David Dayen
After hours at the DNC in Chicago
CHICAGO – A lot of the grumbling from the reporter class about this year’s DNC has to do not with the security lines (which were a breeze yesterday) or the lack of writing space (which is a real problem) but the presence of credentialed “content creators,” who have arguably better access. There’s a “blue carpet” on the first floor of the convention hall, where elected officials who don’t want to answer anything beyond what they had for breakfast are strutting for the ’Gram.
Campaigns, often made up of young people, gravitate to the new new thing. I must concede that I was once a beneficiary of this. At the 2008 DNC, bloggers who focused on a particular state were given a seat inside that state’s delegation to report. I went with my fellow bloggers at the dearly departed Calitics, and got to sit for one night with the pass in the California delegation. The wired internet (grab a chair, kids, and I will tell you about ethernet cables) was attached to the podium, and during the state roll call, which was my designated day, the bloggers were all on camera. (I sat that night just across from a local district attorney named Kamala Harris, who called me “Hey blogger” all night long.)
So I get fully the need to penetrate a young market that me and my parents know not a thing about. I didn’t get it entirely until after the convention speeches Tuesday night, when my Prospect colleagues and I made our way out to the Hotties for Harris party.
Influencers entered a rented warehouse just across the train tracks, done up with projected graphics and memes. A wood-paneled living room contained a life-sized statue of J.D. Vance, “The Most Awkward Man in America,” next to, well, a couch, and posters of the parade of horribles, mostly on social issues, that would befall the world if Vance and Donald Trump were leaders of the free world. On the opposite side was a wheel, which you could spin to win prizes like a blindfold and, yes, condoms. (Safe sex and reproductive justice was a theme.)
Another room had Skee-Ball, a “test your strength” punching bag, and one of those carnival machines where you grab a prize. A creator from La Crosse, Wisconsin, who posts about motorcycles showed me the bunny she won; I wasn’t aware you could win anything at that game.
Maybe the rigged (to win) machine was a testament to just how much money was dropped on this party. Beers, cocktails, and drinks in hollowed-out coconuts (of course) were flowing; there was a food truck with an entire gold-tiled pizza oven inside dishing out whole pies, and a different truck offering empanadas. None of us could figure out who paid for this; one creator I talked to said it came from “a PAC.”

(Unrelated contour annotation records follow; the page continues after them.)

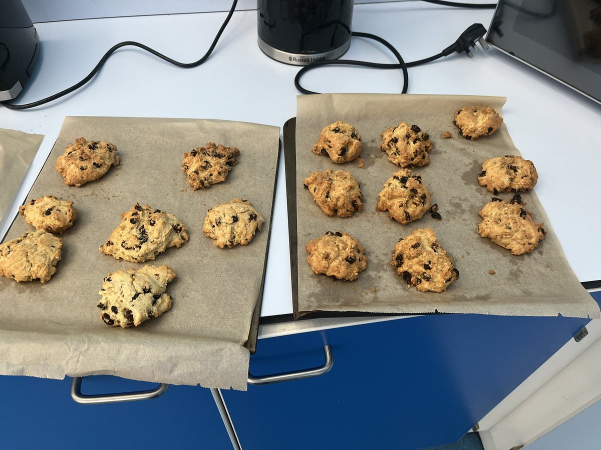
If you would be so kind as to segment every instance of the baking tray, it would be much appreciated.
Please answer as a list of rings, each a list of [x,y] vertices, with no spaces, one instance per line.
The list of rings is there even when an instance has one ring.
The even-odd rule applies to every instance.
[[[436,313],[599,316],[598,305],[566,259],[536,188],[522,194],[526,209],[548,231],[534,251],[514,256],[477,234],[478,211],[493,196],[478,184],[482,162],[495,156],[520,154],[504,124],[495,134],[471,141],[460,136],[453,124],[453,115],[463,106],[483,104],[502,115],[505,101],[501,97],[406,94],[298,98],[296,125],[291,121],[284,127],[289,215],[294,216],[289,226],[295,318]],[[322,128],[337,120],[358,128],[364,142],[361,157],[364,169],[358,167],[356,161],[336,164],[311,153]],[[432,136],[435,146],[430,164],[412,170],[422,175],[432,194],[432,203],[439,206],[442,221],[426,213],[421,219],[403,225],[389,218],[388,213],[376,211],[377,193],[398,169],[380,151],[380,133],[401,121],[419,125]],[[445,131],[453,137],[442,138]],[[523,157],[528,158],[527,154]],[[364,194],[361,213],[350,218],[328,217],[300,187],[311,173],[327,169],[349,170],[355,176]],[[509,200],[513,195],[496,196]],[[407,289],[389,264],[397,241],[425,227],[436,232],[460,272],[459,280],[439,294]],[[350,233],[366,248],[367,268],[353,281],[316,275],[306,263],[306,243],[337,230]],[[496,274],[489,274],[490,270]]]
[[[0,279],[0,353],[8,355],[0,360],[0,373],[106,373],[245,389],[248,353],[257,346],[279,134],[278,127],[228,121],[67,118],[26,201],[55,195],[72,200],[79,217],[61,236],[63,259],[50,281]],[[121,164],[100,180],[67,186],[54,163],[82,136],[114,143]],[[238,147],[240,155],[225,182],[194,191],[181,169],[183,153],[209,142]],[[248,245],[216,247],[202,232],[206,211],[240,197],[261,214],[263,228]],[[188,227],[189,241],[144,263],[101,254],[99,247],[136,202],[173,214]],[[17,216],[3,241],[31,228]],[[177,274],[167,288],[171,310],[136,328],[107,326],[95,307],[103,278],[144,264],[167,264]]]

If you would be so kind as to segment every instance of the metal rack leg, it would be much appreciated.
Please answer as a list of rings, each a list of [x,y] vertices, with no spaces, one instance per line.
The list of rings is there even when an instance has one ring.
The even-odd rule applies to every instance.
[[[225,430],[227,430],[227,434],[230,436],[232,447],[233,447],[234,450],[242,450],[242,448],[238,440],[238,436],[236,434],[236,430],[234,429],[234,424],[231,422],[230,413],[227,412],[227,407],[225,406],[225,402],[224,401],[221,391],[215,388],[210,389],[211,394],[213,394],[213,399],[215,401],[215,404],[217,405],[217,409],[219,410],[221,419],[224,421],[224,425],[225,425]]]

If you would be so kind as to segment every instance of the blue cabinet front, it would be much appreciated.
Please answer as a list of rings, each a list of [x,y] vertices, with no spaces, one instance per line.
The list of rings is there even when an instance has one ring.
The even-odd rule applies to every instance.
[[[0,376],[0,449],[231,449],[208,389],[171,386],[162,397],[114,404],[79,404],[70,378]],[[86,377],[84,394],[154,389],[115,377]]]
[[[316,378],[224,391],[245,450],[414,449],[455,442],[588,319],[436,314],[260,340],[254,376]]]

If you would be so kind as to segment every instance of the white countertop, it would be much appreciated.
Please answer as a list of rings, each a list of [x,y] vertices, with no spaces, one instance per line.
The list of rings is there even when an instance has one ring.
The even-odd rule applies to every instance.
[[[37,70],[18,103],[63,90],[84,78],[114,44],[141,42],[191,62],[204,54],[226,13],[73,20],[35,24],[41,41]],[[397,47],[406,61],[438,53],[474,22],[488,28],[492,11],[421,2],[356,5],[355,31]],[[66,116],[224,119],[282,127],[296,115],[299,67],[270,59],[257,45],[256,11],[237,11],[213,54],[181,69],[138,49],[118,51],[88,85],[32,110],[0,108],[0,128],[46,135],[11,209],[3,235],[25,200]],[[390,62],[384,49],[354,38],[344,58]],[[307,74],[320,92],[398,93],[400,71],[333,67]],[[504,118],[516,146],[535,161],[536,192],[581,281],[601,279],[601,105],[493,49],[469,59],[454,55],[409,70],[411,94],[507,97]],[[10,220],[9,220],[10,219]],[[283,158],[281,160],[261,316],[292,311]]]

UPDATE: In true milkshake duck fashion, a press release sent out before the Hotties for Harris event that was forwarded to me states that the event was funded by something called “Investing in US,” which, according to a helpful link to Influence Watch that the press release supplied, is “a for-profit investment fund founded by billionaire LinkedIn founder Reid Hoffman and former Progressive Policy Institute senior fellow Dmitri Mehlhorn.” Yes, that Reid Hoffman.
David Dayen
Prospect colleagues and the horrors of J.D. Vance
I’m guessing the return on investment was solid. Microtargeting is nothing new in politics, but this is micro-microtargeting, getting TikTok and Instagram posters excited about telling their followers, many of whom may have no connection whatsoever to politics, about the brat and the coach and the election. The creators I talked to were bright and enthusiastic—one told me she was about to start law school, and another woman with a disability spoke with pride about what Sen. Tammy Duckworth (D-IL) had done for Illinois. In general, these were normie Democrats with cultural affinity toward the left who were happy to be invited and motivated to use the most powerful campaign tool, word of mouth, for a constituency that probably won’t otherwise be reached.
One thing that VP Harris has shown in her initial weeks as a presidential candidate is that politics is allowed to be fun. It would be easy to be cynical about Hotties for Harris as a generic return to the woke neoliberalism (someone else’s term, not mine) of the Hillary Clinton campaign. But people respond differently to different messages and motivations. I’m here for the content.